M. Tanguay estime que le journaliste aurait dû recueillir sa version des faits, ce qui lui aurait permis de « de savoir ce qui s’est réellement passé » à la séance du conseil municipal du 5 août 2013. Selon lui, les informations contenues dans l’article sont incomplètes. Il note qu’il était présent et disponible, ce soir-là, et que « l’auteur de l’article aurait pu facilement [l]’interroger ». Il estime, par ailleurs, que M. Chartier Jacques aurait dû mentionner le contenu de son intervention devant les élus municipaux pendant la période de questions de la séance.
Dans sa réplique au plaignant, le journaliste fait le compte-rendu de la soirée du 5 août. Le journaliste relate que Mario Tanguay s’est adressé, à la période de questions, à Diane Morin, alors candidate à un poste de conseillère municipale. « Vous, fermez-vous », aurait dit « assez cavalièrement » M. Tanguay à Mme Morin. « D’où j’étais, je n’ai pas saisi ce qu’a dit madame Morin pour s’attirer cet ordre », précise le journaliste. Après la levée de la séance, dans l’escalier menant à la sortie, il dit avoir vu et entendu Mario Tanguay « crier furieusement […], j’utiliserais le mot hurler même après Diane Morin. Encore là, je ne vois pas ce que fait madame Morin en aval. Quelques instants plus tard, l’agent de sécurité sur place s’est approché de Mario Tanguay pour discuter avec lui et l’éloigner des portes afin de permettre aux citoyens de retourner chez eux ». Le journaliste dit avoir interrogé trois conseillers municipaux et un citoyen qui lui ont tous livré la même version : « Mario Tanguay a injurié Diane Morin et personne ne semble savoir pourquoi ». Le journaliste n’a pas voulu interroger M. Tanguay après la séance parce qu’il le sentait « très frustré » et qu’il estimait « qu’il avait un tempérament quelque peu agressif ».
Mario Tanguay estime qu’il n’a pas traité Mme Morin cavalièrement. Dans ses commentaires adressés au Conseil, il affirme que cette dernière « m’interrompait constamment pendant que je prenais la parole. Constatant qu’elle continuait de m’interrompre, je lui ai demandé de se taire ». M. Tanguay ajoute que le journaliste aurait dû également recueillir la version des faits de Diane Morin.

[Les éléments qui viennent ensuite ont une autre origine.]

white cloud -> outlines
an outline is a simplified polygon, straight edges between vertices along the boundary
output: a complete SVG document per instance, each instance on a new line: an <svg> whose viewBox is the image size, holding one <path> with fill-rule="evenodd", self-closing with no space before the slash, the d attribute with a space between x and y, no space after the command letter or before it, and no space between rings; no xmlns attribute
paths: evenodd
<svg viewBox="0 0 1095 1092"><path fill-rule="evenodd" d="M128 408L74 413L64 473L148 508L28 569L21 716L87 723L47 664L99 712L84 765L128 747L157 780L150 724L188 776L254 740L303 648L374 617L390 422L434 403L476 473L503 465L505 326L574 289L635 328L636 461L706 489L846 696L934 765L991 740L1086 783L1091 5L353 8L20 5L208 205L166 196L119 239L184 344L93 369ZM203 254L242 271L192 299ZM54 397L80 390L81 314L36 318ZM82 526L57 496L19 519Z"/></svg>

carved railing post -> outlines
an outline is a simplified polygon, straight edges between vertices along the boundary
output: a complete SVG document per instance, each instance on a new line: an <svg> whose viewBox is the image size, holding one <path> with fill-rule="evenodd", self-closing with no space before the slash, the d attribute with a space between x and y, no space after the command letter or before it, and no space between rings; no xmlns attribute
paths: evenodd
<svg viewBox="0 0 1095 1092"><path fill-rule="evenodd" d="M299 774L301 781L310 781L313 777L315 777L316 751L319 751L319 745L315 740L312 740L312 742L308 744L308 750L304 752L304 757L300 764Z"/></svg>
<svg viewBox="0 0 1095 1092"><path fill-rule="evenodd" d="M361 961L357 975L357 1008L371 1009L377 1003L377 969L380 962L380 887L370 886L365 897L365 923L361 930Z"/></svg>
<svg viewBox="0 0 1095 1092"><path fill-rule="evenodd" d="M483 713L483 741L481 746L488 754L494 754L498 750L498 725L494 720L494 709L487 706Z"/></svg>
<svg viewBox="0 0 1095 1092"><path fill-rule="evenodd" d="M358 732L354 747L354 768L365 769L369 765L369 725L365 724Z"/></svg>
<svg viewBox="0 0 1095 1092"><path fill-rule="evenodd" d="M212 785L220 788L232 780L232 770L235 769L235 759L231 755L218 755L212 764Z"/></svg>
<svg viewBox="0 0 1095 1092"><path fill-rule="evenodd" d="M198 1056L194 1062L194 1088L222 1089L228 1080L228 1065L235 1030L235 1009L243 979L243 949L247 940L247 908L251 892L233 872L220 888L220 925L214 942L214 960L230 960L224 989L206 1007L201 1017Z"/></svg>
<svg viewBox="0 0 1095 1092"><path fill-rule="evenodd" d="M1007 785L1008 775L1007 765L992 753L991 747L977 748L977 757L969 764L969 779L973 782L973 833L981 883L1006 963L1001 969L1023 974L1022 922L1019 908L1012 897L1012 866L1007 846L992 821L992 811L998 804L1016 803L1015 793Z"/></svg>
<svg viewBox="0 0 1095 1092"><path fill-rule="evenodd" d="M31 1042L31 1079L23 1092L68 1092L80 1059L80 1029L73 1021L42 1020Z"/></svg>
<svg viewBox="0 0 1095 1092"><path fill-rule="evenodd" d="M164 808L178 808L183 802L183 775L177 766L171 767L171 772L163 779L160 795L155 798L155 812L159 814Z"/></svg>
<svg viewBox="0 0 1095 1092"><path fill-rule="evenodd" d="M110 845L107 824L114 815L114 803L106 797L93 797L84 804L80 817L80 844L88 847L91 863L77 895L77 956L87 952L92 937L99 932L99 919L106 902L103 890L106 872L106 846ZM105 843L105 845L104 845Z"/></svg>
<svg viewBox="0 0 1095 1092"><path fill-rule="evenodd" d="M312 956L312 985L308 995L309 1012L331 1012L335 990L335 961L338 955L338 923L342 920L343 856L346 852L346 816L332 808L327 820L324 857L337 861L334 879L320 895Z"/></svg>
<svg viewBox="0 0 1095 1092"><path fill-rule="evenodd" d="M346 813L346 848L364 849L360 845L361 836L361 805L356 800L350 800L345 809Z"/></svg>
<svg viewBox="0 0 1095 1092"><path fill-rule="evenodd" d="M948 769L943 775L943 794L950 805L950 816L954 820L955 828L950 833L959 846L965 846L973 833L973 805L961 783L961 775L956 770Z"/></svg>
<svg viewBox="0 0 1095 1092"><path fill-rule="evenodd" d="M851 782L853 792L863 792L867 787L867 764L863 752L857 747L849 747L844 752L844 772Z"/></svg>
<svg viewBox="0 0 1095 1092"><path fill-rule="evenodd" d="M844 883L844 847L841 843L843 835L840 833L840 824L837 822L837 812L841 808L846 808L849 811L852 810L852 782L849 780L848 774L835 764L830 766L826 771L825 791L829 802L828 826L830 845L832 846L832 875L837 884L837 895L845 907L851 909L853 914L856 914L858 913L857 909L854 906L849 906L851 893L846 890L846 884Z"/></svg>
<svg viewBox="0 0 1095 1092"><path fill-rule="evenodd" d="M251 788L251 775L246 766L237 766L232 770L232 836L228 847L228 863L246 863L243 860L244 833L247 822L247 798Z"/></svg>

Le Conseil de presse énonce, dans son guide de déontologie, Droits et responsabilités de la presse (DERP), que la fonction première des médias et des professionnels de l’information est de « livrer à la population une information exacte, rigoureuse, complète sur toute question d’intérêt public ». (DERP, p. 7) Le Conseil doit ici évaluer si le journaliste a commis une faute d’incomplétude, c’est-à-dire, s’il a omis de publier une information essentielle à la compréhension de l’événement qu’il couvrait.
Le Conseil constate en premier lieu que le média a exercé sa liberté rédactionnelle en décidant de ne pas rapporter tout le contenu de la séance du conseil municipal, mais d’informer ses lecteurs, dans un très court texte, d’un incident particulier, d’une altercation verbale entre deux candidats qui a ponctué la fin de la réunion publique et les minutes qui ont suivi.
Le Conseil juge que le journaliste pouvait choisir le degré de profondeur qu’il voulait consacrer à cet événement, qu’il était légitime de se limiter à une simple description et qu’il n’était donc pas obligé de recueillir la version des acteurs impliqués. Compte tenu de l’angle choisi, le lecteur n’a pas été induit en erreur dans la compréhension des faits et n’a pas été privé d’information essentielle.
Le Conseil rejette le grief d’informations incomplètes.
Grief 2 : refus de droit de réplique
Le plaignant déplore que le journaliste et la direction du journal L’Étoile n’aient pas répondu à ses appels. Il affirme avoir laissé un message dans la boîte vocale du journaliste et avoir contacté la direction et n’a pas tenté de les contacter à nouveau. Il estime qu’il avait le droit de faire connaître sa version des faits après la publication.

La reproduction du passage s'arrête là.